I swipe away a flood of notifications, pop another can, and press it to Lenora’s lips. “Bet-ter… more drink… it tastes!” I giggle, licking dregs from her collarbone. “Yummmm…”
The world tips and sways. I join it, spinning, dancing, spiraling—wow.
< Consuming multiple fae potions in quick succession has inflicted you with alcohol poisoning. >
“Only had three… and I shared… not a lightweight,” I protest.
“Steady now, Lizzy,” urges someone. The voice warbles like birdsong. Frankie?
“How many did she drink?”
I hold up two fingers. Or six. Why won’t they stop dancing?

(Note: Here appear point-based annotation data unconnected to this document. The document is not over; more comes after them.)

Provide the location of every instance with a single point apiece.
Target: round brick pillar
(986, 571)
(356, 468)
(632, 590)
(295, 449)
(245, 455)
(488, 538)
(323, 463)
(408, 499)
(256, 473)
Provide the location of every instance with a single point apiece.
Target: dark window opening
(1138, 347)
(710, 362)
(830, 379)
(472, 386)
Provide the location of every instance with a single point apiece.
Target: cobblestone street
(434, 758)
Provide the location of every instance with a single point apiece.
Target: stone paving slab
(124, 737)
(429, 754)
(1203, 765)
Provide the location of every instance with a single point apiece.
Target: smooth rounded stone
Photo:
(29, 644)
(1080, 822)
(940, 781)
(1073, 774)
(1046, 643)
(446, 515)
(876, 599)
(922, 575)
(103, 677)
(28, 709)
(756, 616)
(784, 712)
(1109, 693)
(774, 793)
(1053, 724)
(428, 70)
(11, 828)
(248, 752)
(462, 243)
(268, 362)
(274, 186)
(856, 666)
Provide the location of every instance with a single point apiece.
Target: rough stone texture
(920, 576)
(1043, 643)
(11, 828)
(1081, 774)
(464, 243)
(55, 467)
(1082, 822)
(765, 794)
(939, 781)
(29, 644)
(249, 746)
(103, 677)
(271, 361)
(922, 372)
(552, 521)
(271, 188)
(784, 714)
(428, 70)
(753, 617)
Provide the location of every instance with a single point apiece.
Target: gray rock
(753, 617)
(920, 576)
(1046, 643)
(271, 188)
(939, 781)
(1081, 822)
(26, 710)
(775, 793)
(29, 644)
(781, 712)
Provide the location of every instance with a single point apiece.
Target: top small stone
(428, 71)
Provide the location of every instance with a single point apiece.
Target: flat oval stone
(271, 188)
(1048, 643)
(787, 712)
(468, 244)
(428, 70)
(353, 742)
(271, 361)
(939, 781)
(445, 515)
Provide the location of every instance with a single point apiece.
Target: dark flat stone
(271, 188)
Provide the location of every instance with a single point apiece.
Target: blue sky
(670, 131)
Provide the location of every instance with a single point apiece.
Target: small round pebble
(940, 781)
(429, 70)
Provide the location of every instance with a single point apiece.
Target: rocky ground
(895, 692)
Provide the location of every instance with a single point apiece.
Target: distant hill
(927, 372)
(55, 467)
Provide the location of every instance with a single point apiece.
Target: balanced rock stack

“Half the case,” Lenora groans.
“I share!” I beam.
“Yes, you did,” Lenora sighs with a smile. “Now give the rest to Frankie. He wants to share with Jenny.”
“So she can… sparkle with him?”
“That’s right,” Frankie snickers.
“She li—likes him,” I whisper to Lenora. “A lot… like that!” I wink. With both eyes.
“Can I kiss your boo-boo away?”
“Me… I all fixed!”
“One left.”
“You just… just want to… to kiss me.”
“Caught me,” he sighs.
“I caught… finally… you!”
“Do you want your prize?”
“Yes!” I pucker up.
My heart hammers as she leans in and presses warm lips to mine.
And—
< Your intoxication has been cured. >
Warmth spreads through me as Lenora deepens the kiss. Finally. I could get used to this.